YOU LIE
BY JANINE JOSEPH
“Rep. Joe Wilson shocked many observers Wednesday night when he shouted, ‘You lie!’ after the president denied that health care legislation would provide free coverage for illegal immigrants.”
– CNN.com, 2009
And so what if I didn’t die. Blood
for no reason I thought it was cancer
in the toilet bowl. I was nineteen,
if that’s what you’re thinking,
and had experience saying goodbye
to someone whose body couldn’t hear me.
I kept my head until we reached the pool
and segued into a story about my birthplace
and how my nails were all turtles swimming
back to land. What I was trying to say
was that my aunt was an American citizen
who lived as long as she did because
she always took down the Christmas tree.
The water we put our feet into
was the neighborhood’s crater
and I’m sure those going to bed heard me
because I said I wasn’t one
to cry, and so he should listen.
Every ornament was an ovary she boxed,
but what I had to say had nothing to do
with dying. She wasn’t my aunt
by blood, after all, and my medical history
was an unidentified coastline. I said I am
in trouble. If there was ever something
wrong in me, I couldn’t see anyone,
just to check. Do you understand?
He understood as much as you
and who was to blame.
The Part of the Water
BY JANINE JOSEPH
When the water levels were low I drove
to the northeastern shore of the Great Salt Lake
thinking again about having lost the spelling bee
on the word rustle, spelling instead, and slowly,
wrestle into the microphone’s foam.
One folding metal seat left occupied behind me,
the crowd waiting—what had I imagined I heard
in the trees?
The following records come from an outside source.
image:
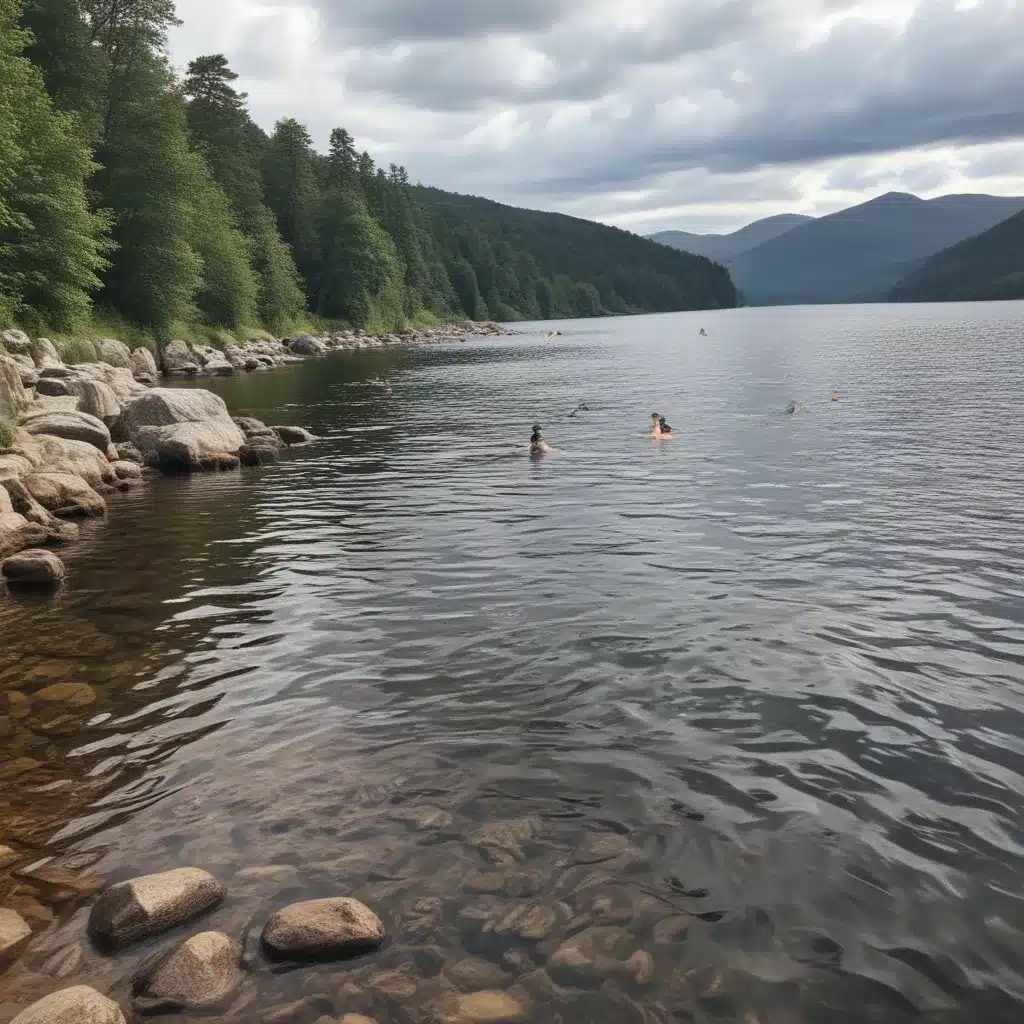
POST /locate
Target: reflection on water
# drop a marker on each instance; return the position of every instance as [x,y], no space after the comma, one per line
[752,697]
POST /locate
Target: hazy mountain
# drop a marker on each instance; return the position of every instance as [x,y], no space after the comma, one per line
[861,253]
[723,247]
[989,265]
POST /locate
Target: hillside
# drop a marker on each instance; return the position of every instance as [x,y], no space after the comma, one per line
[724,247]
[989,265]
[509,263]
[860,253]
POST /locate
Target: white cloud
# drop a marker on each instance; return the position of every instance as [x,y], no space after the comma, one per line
[649,114]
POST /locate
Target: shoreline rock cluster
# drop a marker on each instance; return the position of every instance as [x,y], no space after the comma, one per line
[85,430]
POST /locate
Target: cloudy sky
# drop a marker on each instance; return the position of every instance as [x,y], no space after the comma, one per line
[700,115]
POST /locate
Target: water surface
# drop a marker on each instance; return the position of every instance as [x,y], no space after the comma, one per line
[777,659]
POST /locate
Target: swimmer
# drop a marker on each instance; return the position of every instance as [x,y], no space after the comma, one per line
[538,445]
[656,432]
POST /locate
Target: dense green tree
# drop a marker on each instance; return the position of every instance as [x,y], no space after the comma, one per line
[147,183]
[50,243]
[292,188]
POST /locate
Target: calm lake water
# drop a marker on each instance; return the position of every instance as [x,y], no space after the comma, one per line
[754,696]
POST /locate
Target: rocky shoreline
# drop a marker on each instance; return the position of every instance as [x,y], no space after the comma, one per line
[79,432]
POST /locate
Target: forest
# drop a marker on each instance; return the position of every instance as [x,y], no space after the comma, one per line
[134,196]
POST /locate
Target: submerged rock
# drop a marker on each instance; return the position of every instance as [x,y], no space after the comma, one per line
[201,972]
[491,1008]
[34,566]
[153,903]
[336,927]
[80,1005]
[294,435]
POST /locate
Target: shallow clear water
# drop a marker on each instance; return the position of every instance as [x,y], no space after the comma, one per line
[780,655]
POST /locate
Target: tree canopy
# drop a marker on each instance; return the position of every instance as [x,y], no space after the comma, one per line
[159,199]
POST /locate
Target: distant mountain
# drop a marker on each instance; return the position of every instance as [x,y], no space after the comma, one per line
[989,265]
[861,253]
[508,263]
[724,247]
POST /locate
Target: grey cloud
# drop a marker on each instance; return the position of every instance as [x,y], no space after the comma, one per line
[352,22]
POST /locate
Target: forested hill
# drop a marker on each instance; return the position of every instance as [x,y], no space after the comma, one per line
[157,202]
[989,265]
[509,263]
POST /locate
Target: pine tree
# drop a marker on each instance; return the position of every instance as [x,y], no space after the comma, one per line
[147,183]
[293,193]
[50,243]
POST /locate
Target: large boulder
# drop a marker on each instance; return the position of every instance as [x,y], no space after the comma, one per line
[153,903]
[54,387]
[97,399]
[80,1005]
[72,426]
[306,344]
[16,534]
[35,565]
[15,342]
[12,394]
[45,354]
[185,430]
[143,365]
[115,353]
[64,495]
[14,934]
[337,927]
[179,358]
[199,973]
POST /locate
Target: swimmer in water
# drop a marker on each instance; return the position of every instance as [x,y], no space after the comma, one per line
[538,445]
[656,432]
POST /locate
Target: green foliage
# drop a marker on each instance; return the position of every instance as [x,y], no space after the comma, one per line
[227,295]
[50,248]
[526,263]
[147,183]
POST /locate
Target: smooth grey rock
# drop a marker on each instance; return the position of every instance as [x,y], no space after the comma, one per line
[53,387]
[44,353]
[75,426]
[14,934]
[294,435]
[323,928]
[97,399]
[306,344]
[65,494]
[143,365]
[34,565]
[12,394]
[80,1005]
[113,352]
[200,973]
[153,903]
[177,357]
[16,342]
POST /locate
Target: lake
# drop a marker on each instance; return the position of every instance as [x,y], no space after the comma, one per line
[752,697]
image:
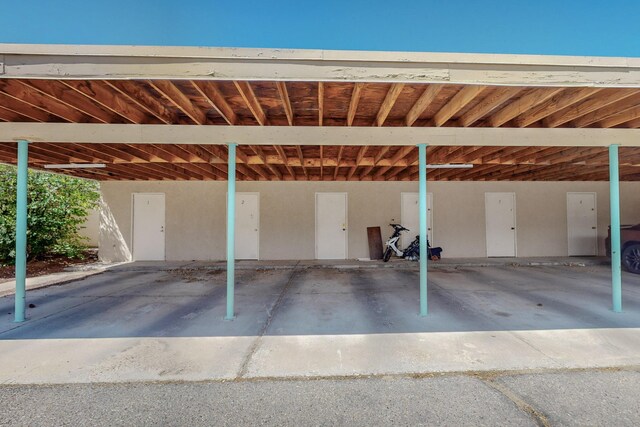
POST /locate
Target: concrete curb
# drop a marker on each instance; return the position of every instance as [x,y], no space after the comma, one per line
[8,288]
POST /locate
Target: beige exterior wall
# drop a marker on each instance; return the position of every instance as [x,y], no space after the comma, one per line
[91,228]
[195,216]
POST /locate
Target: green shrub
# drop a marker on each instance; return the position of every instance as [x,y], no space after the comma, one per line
[57,206]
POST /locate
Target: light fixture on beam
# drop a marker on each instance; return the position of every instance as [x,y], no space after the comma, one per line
[76,166]
[451,166]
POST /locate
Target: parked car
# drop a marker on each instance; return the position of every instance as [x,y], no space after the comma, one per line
[630,245]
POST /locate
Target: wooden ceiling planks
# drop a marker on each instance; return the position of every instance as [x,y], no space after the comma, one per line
[266,103]
[328,163]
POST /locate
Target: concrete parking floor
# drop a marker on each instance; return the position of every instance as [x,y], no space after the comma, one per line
[138,323]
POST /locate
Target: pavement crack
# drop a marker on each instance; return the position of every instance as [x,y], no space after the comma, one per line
[271,312]
[537,415]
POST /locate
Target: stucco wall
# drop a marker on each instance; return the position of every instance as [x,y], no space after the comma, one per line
[91,228]
[195,215]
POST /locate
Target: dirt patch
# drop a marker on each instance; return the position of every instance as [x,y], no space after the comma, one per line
[49,265]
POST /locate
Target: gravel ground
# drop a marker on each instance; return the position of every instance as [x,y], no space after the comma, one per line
[552,398]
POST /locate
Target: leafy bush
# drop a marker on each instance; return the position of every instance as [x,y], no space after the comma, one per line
[57,206]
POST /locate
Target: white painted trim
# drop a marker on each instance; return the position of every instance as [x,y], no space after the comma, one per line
[430,218]
[166,62]
[346,218]
[515,222]
[595,203]
[132,219]
[315,135]
[257,194]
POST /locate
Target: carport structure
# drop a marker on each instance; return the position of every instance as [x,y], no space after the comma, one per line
[196,114]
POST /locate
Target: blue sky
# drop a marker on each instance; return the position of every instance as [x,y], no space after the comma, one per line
[563,27]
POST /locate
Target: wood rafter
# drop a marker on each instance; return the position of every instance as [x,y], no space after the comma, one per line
[301,159]
[462,98]
[211,93]
[353,104]
[320,103]
[422,103]
[338,157]
[388,103]
[605,98]
[109,99]
[249,96]
[493,101]
[283,156]
[286,103]
[170,91]
[516,108]
[139,96]
[555,103]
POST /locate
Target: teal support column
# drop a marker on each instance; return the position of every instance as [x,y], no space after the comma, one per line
[614,201]
[21,231]
[231,231]
[422,196]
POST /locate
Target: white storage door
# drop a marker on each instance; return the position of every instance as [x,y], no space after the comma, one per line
[582,224]
[148,227]
[247,225]
[500,211]
[331,225]
[409,212]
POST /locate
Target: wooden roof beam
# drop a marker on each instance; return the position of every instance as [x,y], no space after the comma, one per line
[285,160]
[490,103]
[41,101]
[320,103]
[138,95]
[605,98]
[286,103]
[338,157]
[246,92]
[389,101]
[61,93]
[353,103]
[608,111]
[258,150]
[455,104]
[422,103]
[108,99]
[170,91]
[523,104]
[555,103]
[301,158]
[210,92]
[620,118]
[359,158]
[20,109]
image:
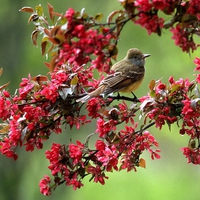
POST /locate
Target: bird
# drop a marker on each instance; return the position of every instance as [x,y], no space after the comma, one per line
[127,76]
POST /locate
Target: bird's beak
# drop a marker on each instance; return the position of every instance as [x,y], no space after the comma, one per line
[146,55]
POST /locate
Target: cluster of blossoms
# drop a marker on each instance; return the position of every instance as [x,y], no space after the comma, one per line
[184,22]
[177,102]
[80,46]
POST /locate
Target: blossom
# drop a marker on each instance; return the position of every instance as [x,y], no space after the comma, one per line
[75,151]
[183,39]
[44,185]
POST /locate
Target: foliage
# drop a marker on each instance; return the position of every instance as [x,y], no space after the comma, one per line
[78,46]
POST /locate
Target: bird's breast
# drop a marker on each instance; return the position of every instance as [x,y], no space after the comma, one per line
[132,87]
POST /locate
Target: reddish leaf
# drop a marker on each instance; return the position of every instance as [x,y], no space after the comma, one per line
[1,71]
[33,17]
[47,64]
[43,47]
[47,31]
[27,9]
[39,10]
[55,30]
[142,163]
[152,85]
[111,15]
[40,79]
[34,36]
[53,63]
[3,86]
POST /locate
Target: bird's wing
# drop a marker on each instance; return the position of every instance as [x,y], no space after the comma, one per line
[119,80]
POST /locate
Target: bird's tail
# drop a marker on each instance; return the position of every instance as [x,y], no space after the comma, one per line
[84,99]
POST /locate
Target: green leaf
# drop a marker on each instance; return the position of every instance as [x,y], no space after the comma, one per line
[27,9]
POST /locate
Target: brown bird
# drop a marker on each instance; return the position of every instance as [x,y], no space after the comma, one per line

With my grief counselor I talk about hallucinating,
as a child, a double on the dashboard and my double
would say, “Don’t you say a word,”
though I’d already be looking past myself
and at the horizon of taillights reddening.
It is possible to have been this way even then.
Even then it is possible something split in me
the first time I lied myself a citizen.
At the tilt of a head, was I the young woman
or the old, the duck or the rabbit in the optical
illusion? After the accident I turned out
all of the lights in the room while I watched,
concussed, from the mirror. I edged like a fever
with nothing on the tip of my tongue. I imagine
from a distance the glare off the water desiccated me.